Mister karakteriyle ‘Buffalo Bill’e göndermede bulunuyor gibi gözüken yapım, genel havasıyla da ‘Mad Max’vari bir atmosfer sunuyor.
Toparlarsak ‘Western tadı’ da taşıyan ‘Vampir Cehennemi: İstila’, mütevazı bir vampir filmi. Ünlü zombi dizisi ‘The Walking Dead’den de hoşlananlar için diyelim... Bu arada filmin senaryosunu ‘Mister’ karakterinde karşımıza gelen Nick Damici kaleme almış.
‘Bir Nefes’
DİĞER SEÇENEKLER
Haftanın yenilerinden ‘Bir Nefes’ (‘Ein Atem’) Ramin Bahrani’nin imzasını taşıyor. Oyuncular Jördis Triebel, Chara Mata Giannatou, Benjamin Sadler ve Apostolis Totsikas. Burak Aksak’ın yönettiği ‘Dede Korkut Hikâyeleri: Salur Kazan: Zoraki Kahraman’ın kadrosunda şu isimler yer alıyor: Mahir İpek, Devrim Yakut, Onur Atilla ve ‘rahmetli’ Erdal Tosun. ‘11’i ise Can Varol yönetmiş, filmde Zeynep Gülay, Anıl Can Yılar, Cansu Şahin ve Osman Cavcı gibi oyuncular rol almış. ‘Prenses ve Kurbağa: Ajanlar İşbaşında’ (‘The Swan Princess Royally Undercover’), haftanın animasyonu, yönetmen Richard Rich.
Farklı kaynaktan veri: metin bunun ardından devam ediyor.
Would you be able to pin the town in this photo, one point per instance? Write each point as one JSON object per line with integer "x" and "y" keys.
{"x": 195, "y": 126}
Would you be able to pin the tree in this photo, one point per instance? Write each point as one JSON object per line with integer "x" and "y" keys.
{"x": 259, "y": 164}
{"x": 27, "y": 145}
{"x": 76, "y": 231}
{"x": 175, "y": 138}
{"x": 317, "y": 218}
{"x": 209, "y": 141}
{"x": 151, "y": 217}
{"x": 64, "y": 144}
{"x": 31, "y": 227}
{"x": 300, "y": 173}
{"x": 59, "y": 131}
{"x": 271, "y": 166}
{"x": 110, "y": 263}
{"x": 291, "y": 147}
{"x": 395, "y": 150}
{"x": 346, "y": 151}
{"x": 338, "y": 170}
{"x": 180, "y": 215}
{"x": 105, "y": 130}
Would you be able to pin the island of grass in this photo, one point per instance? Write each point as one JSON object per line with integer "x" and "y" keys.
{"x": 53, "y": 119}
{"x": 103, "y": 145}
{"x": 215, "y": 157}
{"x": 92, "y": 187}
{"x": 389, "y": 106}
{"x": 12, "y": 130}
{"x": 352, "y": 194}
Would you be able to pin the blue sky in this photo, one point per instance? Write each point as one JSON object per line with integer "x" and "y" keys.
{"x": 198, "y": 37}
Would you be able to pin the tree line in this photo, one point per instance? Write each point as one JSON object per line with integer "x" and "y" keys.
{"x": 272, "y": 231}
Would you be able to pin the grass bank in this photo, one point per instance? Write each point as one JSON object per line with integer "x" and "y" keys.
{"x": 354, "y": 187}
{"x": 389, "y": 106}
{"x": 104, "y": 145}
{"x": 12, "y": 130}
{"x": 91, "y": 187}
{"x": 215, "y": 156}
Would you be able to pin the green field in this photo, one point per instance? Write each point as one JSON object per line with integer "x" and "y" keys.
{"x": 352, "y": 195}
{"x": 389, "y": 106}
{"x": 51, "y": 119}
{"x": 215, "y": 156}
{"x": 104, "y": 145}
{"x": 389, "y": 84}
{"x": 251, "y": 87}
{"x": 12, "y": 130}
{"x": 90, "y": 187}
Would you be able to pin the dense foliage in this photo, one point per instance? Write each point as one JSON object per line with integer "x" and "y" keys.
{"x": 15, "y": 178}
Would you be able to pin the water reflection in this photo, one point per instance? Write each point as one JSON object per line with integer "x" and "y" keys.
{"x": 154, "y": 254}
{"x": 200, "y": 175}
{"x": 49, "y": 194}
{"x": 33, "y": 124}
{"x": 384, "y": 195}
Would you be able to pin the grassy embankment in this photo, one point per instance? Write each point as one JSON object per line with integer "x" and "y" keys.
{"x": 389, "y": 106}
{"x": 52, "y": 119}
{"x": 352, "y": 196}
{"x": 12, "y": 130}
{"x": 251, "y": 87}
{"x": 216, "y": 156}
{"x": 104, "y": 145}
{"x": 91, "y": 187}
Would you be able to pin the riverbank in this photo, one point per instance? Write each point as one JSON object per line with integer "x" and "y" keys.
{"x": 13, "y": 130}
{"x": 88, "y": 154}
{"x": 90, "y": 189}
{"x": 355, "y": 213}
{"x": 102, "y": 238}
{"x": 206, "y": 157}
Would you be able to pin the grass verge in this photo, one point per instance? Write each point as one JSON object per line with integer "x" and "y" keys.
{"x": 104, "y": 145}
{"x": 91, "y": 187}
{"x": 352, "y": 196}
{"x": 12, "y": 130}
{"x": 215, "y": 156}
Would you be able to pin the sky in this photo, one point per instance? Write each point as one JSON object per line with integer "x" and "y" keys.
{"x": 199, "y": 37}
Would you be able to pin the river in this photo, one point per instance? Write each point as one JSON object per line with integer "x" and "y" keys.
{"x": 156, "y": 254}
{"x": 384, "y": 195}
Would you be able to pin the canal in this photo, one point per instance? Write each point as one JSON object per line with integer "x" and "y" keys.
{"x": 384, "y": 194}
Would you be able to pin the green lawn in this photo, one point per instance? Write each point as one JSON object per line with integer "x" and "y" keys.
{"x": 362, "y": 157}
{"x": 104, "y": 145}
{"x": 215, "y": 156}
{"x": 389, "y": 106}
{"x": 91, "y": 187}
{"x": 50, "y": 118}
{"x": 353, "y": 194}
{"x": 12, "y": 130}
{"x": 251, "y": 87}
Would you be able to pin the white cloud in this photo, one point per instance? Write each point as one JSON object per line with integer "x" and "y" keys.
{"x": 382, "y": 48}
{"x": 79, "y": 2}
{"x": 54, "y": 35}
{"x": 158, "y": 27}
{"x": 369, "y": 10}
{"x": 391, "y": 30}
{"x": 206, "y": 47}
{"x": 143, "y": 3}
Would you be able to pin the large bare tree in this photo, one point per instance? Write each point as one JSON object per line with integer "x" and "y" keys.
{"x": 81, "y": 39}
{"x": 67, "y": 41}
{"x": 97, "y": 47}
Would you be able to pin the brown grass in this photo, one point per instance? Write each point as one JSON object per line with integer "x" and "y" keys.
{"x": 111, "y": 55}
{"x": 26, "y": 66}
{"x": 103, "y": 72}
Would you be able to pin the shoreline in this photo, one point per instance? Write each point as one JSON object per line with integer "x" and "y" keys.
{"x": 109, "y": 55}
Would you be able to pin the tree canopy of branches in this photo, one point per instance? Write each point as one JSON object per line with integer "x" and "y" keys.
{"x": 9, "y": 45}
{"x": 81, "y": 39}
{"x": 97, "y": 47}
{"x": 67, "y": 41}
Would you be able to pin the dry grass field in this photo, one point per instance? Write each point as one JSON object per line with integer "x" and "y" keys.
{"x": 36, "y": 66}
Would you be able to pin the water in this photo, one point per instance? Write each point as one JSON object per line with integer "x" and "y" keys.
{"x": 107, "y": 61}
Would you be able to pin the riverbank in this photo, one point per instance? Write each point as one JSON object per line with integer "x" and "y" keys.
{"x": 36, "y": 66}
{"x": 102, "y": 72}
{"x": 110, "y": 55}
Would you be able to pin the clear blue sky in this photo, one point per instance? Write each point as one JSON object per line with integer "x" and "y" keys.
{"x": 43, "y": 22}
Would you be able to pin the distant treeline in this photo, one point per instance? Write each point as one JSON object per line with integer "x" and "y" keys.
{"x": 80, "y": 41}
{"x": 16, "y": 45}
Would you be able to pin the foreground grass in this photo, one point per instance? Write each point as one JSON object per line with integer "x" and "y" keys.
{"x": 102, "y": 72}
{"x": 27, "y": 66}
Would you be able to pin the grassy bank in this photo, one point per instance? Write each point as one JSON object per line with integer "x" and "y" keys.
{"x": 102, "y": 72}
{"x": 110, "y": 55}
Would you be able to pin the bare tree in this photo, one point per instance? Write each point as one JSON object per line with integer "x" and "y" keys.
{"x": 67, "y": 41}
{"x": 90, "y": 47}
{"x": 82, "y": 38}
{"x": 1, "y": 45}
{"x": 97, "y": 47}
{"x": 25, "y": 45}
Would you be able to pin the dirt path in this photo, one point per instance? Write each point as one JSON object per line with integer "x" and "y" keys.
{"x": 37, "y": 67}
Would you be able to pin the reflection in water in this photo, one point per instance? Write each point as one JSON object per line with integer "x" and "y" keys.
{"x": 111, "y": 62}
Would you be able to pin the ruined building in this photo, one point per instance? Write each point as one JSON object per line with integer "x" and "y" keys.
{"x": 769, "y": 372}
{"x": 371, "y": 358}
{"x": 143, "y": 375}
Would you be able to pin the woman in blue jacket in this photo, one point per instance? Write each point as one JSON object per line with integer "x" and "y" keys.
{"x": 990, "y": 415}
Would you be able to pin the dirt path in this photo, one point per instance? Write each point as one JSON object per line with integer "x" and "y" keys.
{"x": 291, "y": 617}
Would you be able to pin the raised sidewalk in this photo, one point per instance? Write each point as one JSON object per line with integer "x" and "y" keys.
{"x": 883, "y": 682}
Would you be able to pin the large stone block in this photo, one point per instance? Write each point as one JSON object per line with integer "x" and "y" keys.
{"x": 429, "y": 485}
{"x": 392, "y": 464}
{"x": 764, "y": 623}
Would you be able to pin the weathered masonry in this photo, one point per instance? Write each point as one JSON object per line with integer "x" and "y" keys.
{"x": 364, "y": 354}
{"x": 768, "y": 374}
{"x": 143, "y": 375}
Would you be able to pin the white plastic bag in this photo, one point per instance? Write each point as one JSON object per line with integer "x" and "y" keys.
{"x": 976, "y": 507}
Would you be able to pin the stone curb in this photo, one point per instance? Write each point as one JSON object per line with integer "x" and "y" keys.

Erdoğan Koç imzalı ‘Çünkü Onu Çok Sevdim’de ise başrolleri Emre Kanat, Aysu Alev Aygün, Ümit Sağlam ve Hüseyin Yaşar paylaşıyor. ‘Dokuzuncu Hayat’ı (‘The 9th Life of Louis Drax’) Alexandre Aja
yönetmiş, oyuncular Jamie Dornan, Sarah Gadon ve Aaron Paul.